Dans un retournement surprenant, les députés de Guyane Jean-Victor Castor et Davy Rimane (GDR) ont officiellement annoncé leur rupture avec la gauche française. Ce positionnement a été motivé par le récent rejet en commission de la proposition de loi visant à relancer l'exploration pétrolière en outre-mer, un sujet sensible dans le contexte actuel des débats écologiques.
Cette proposition de loi, portée par le sénateur guyanais macroniste Georges Patient, a pour objectif de lever l'interdiction d'exploration et d'exploitation des hydrocarbures dans les territoires ultramarins. Adoptée en janvier au Sénat, elle se prépare à être examinée à l'Assemblée nationale le 11 juin.
Mercredi dernier, la commission des affaires économiques a décidé de rejeter cette loi, supprimant son article principal grâce aux amendements proposés par les groupes {{Citation|LFI}} et {{Citation|Écologistes}}. Cette décision a profondément choqué les deux députés, qui estiment que les récentes votes (28 contre 18) témoignent d'un décalage avec les réalités ultramarines.
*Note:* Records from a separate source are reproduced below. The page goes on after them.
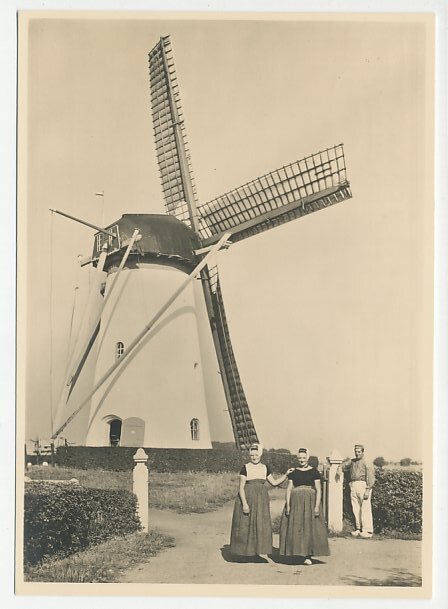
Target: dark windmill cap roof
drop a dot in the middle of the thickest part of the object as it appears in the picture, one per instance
(161, 235)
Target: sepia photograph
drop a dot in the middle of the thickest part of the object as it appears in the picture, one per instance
(225, 296)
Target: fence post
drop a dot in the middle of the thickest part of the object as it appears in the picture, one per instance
(335, 493)
(140, 486)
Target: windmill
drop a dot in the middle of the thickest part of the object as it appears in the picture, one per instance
(148, 387)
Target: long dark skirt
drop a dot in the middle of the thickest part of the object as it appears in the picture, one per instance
(252, 533)
(302, 533)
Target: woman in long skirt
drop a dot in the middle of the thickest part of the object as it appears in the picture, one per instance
(302, 528)
(251, 533)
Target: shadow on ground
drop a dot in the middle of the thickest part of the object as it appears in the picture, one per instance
(396, 578)
(275, 556)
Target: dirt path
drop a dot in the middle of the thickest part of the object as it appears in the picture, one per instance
(201, 556)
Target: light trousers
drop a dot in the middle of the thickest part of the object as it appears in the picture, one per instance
(362, 508)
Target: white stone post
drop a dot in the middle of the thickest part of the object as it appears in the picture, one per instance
(335, 494)
(140, 486)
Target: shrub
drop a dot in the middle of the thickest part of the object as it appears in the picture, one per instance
(169, 460)
(396, 502)
(64, 520)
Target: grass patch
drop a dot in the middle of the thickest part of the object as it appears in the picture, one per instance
(183, 492)
(103, 563)
(192, 491)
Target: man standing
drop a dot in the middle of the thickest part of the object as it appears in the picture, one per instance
(362, 479)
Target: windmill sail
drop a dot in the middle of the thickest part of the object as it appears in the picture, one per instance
(169, 132)
(240, 416)
(180, 200)
(285, 194)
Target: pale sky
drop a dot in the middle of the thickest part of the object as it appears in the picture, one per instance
(330, 315)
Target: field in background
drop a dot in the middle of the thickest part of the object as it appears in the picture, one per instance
(182, 492)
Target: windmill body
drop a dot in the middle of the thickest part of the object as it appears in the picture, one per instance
(157, 398)
(159, 395)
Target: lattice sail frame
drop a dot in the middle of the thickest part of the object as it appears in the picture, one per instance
(242, 423)
(287, 193)
(280, 196)
(169, 132)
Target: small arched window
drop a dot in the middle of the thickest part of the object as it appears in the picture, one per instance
(114, 432)
(119, 350)
(194, 429)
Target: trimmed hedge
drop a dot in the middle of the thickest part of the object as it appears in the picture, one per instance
(62, 520)
(397, 500)
(170, 460)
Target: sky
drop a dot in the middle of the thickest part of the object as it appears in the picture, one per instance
(330, 315)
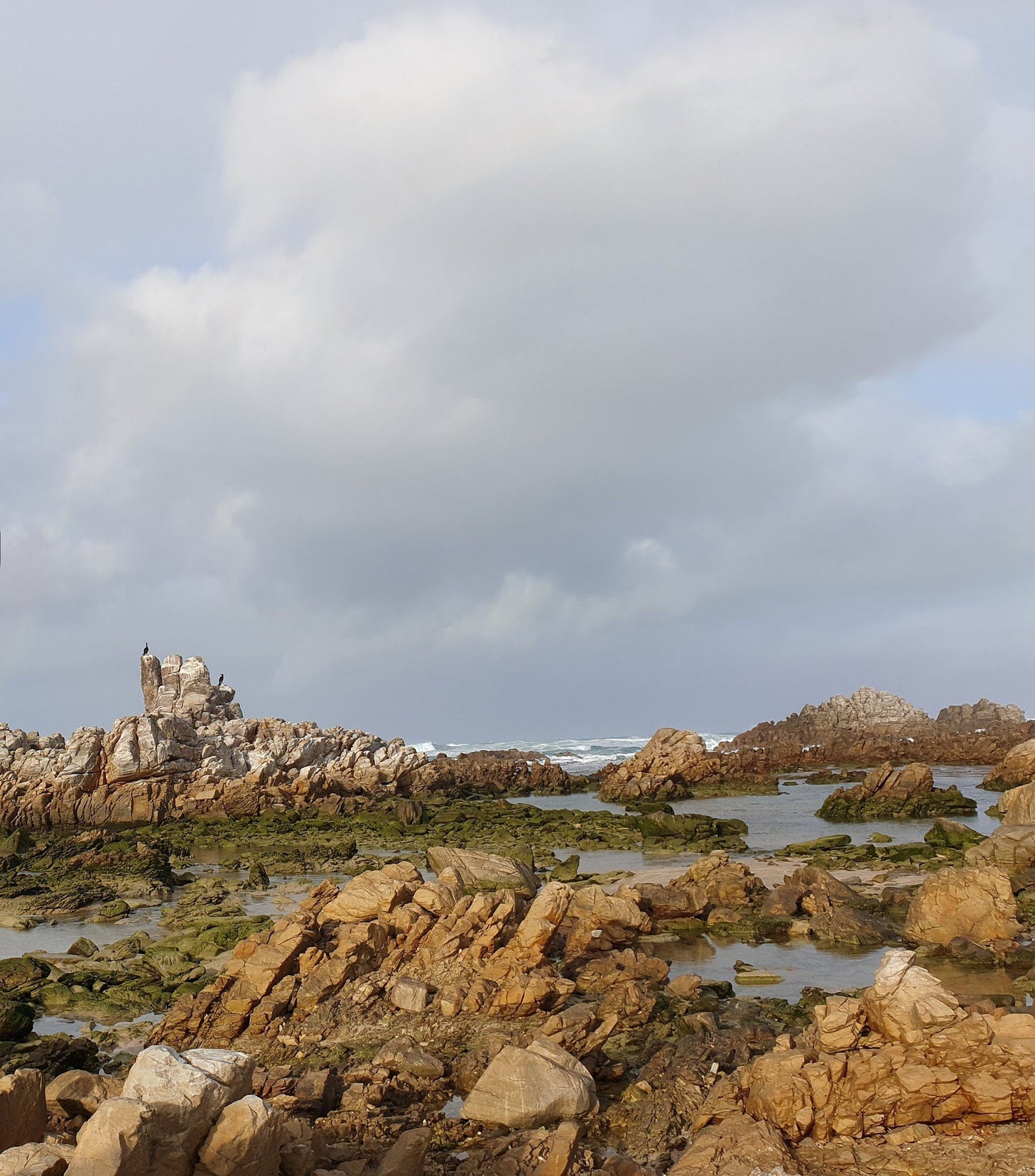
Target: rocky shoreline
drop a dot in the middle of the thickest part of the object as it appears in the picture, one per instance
(453, 992)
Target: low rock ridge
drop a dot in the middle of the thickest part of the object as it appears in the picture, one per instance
(676, 763)
(872, 726)
(192, 753)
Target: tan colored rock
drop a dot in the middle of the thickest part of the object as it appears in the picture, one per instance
(410, 994)
(406, 1156)
(716, 881)
(532, 1087)
(80, 1093)
(976, 902)
(373, 893)
(906, 1002)
(245, 1141)
(736, 1147)
(404, 1055)
(1018, 767)
(1018, 806)
(480, 870)
(1011, 848)
(187, 1094)
(47, 1159)
(23, 1109)
(117, 1141)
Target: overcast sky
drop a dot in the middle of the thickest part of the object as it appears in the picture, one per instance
(516, 371)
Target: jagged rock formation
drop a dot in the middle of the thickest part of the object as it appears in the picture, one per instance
(872, 726)
(895, 793)
(1018, 768)
(675, 763)
(192, 753)
(903, 1054)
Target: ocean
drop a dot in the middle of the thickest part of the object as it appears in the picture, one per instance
(578, 756)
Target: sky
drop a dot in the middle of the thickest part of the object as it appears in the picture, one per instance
(488, 371)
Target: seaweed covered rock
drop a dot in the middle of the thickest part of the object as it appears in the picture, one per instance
(897, 794)
(675, 763)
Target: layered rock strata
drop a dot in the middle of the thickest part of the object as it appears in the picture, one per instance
(873, 726)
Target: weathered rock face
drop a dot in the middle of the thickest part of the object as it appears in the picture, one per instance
(1018, 768)
(905, 1054)
(675, 763)
(192, 753)
(1018, 804)
(489, 953)
(974, 902)
(873, 726)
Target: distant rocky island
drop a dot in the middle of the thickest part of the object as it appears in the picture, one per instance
(193, 753)
(872, 726)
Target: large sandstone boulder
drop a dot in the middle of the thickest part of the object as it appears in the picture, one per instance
(187, 1094)
(905, 1055)
(23, 1108)
(119, 1139)
(47, 1159)
(974, 902)
(1018, 768)
(531, 1087)
(373, 893)
(480, 870)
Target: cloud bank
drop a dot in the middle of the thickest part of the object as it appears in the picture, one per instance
(529, 392)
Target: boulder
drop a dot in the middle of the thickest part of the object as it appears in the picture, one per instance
(373, 893)
(1011, 848)
(187, 1094)
(49, 1159)
(736, 1147)
(1016, 768)
(244, 1141)
(80, 1093)
(404, 1055)
(532, 1087)
(406, 1156)
(119, 1139)
(480, 870)
(1018, 806)
(976, 902)
(23, 1108)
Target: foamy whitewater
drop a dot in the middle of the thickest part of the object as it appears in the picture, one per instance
(578, 756)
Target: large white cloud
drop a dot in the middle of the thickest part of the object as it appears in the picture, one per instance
(516, 357)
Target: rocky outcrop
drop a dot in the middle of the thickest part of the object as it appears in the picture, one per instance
(903, 1054)
(676, 763)
(178, 1115)
(973, 902)
(337, 960)
(895, 793)
(192, 753)
(1016, 769)
(873, 726)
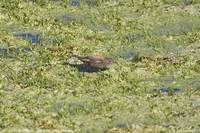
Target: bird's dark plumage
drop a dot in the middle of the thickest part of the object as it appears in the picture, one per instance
(97, 62)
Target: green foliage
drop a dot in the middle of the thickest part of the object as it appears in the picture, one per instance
(156, 46)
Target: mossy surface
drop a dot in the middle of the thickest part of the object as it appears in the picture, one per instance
(153, 87)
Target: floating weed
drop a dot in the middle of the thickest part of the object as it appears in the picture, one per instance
(168, 90)
(38, 92)
(30, 37)
(75, 3)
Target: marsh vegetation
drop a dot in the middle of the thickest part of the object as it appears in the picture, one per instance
(153, 87)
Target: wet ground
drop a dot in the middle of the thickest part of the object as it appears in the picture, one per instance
(153, 87)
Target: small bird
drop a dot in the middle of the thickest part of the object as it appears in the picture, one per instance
(97, 62)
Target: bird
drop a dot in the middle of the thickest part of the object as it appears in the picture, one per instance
(96, 62)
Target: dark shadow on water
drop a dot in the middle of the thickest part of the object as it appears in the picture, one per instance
(83, 68)
(31, 37)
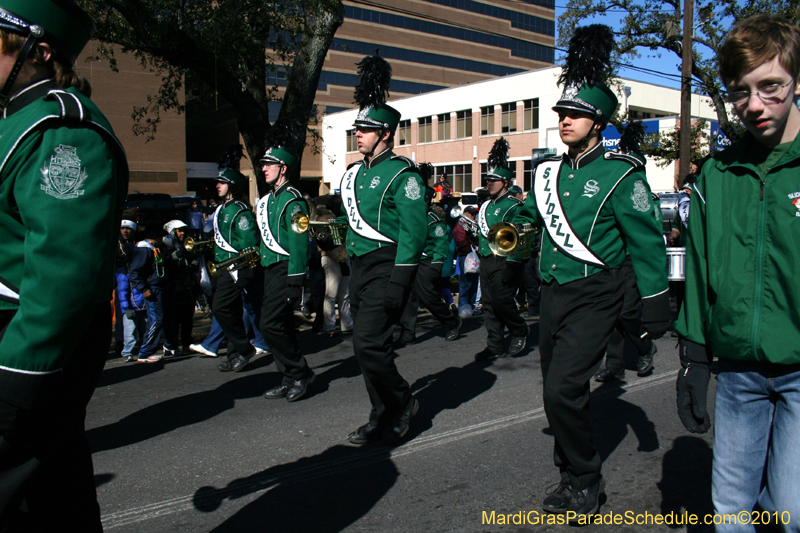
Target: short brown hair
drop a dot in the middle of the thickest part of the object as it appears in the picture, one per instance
(755, 41)
(62, 69)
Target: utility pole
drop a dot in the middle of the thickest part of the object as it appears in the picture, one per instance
(686, 92)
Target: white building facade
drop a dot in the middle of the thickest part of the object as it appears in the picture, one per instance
(455, 128)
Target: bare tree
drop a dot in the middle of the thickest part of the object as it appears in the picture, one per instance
(657, 26)
(230, 45)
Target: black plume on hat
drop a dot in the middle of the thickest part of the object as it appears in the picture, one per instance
(498, 155)
(375, 76)
(589, 56)
(231, 157)
(632, 136)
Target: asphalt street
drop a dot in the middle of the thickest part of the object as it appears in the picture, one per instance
(181, 447)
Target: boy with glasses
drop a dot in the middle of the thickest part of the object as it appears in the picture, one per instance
(742, 296)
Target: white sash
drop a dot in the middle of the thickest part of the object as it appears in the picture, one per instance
(482, 224)
(266, 232)
(548, 202)
(218, 239)
(354, 218)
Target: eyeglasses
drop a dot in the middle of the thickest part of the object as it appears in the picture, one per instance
(769, 94)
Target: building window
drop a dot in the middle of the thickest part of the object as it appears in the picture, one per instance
(527, 175)
(404, 132)
(530, 115)
(352, 143)
(459, 176)
(508, 120)
(487, 120)
(444, 126)
(425, 131)
(464, 124)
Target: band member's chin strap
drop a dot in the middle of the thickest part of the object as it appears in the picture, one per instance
(36, 33)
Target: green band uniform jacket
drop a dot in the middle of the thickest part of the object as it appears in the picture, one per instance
(600, 202)
(234, 229)
(274, 213)
(501, 209)
(743, 256)
(437, 246)
(383, 200)
(63, 181)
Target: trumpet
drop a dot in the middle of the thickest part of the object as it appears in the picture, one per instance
(248, 258)
(319, 229)
(191, 245)
(505, 239)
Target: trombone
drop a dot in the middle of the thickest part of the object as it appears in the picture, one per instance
(319, 229)
(191, 245)
(248, 258)
(505, 239)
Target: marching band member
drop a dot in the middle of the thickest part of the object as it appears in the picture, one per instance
(499, 275)
(382, 198)
(234, 232)
(284, 255)
(594, 207)
(426, 288)
(63, 180)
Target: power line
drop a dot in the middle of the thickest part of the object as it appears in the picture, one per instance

"Le cœur de la gauche est populaire ; soutenir les plus précaires est essentiel", clament M. Castor, rapporteur de la proposition, et M. Rimane, président de la délégation aux outre-mer. Ils dénoncent un choc des mentalités, qualifiant la bien-pensance de gauche et les macronistes d'opposants à leurs ambitions. "Les masques tombent", ajoutent-ils, dénonçant un abandon manifeste des enjeux ultra-marins.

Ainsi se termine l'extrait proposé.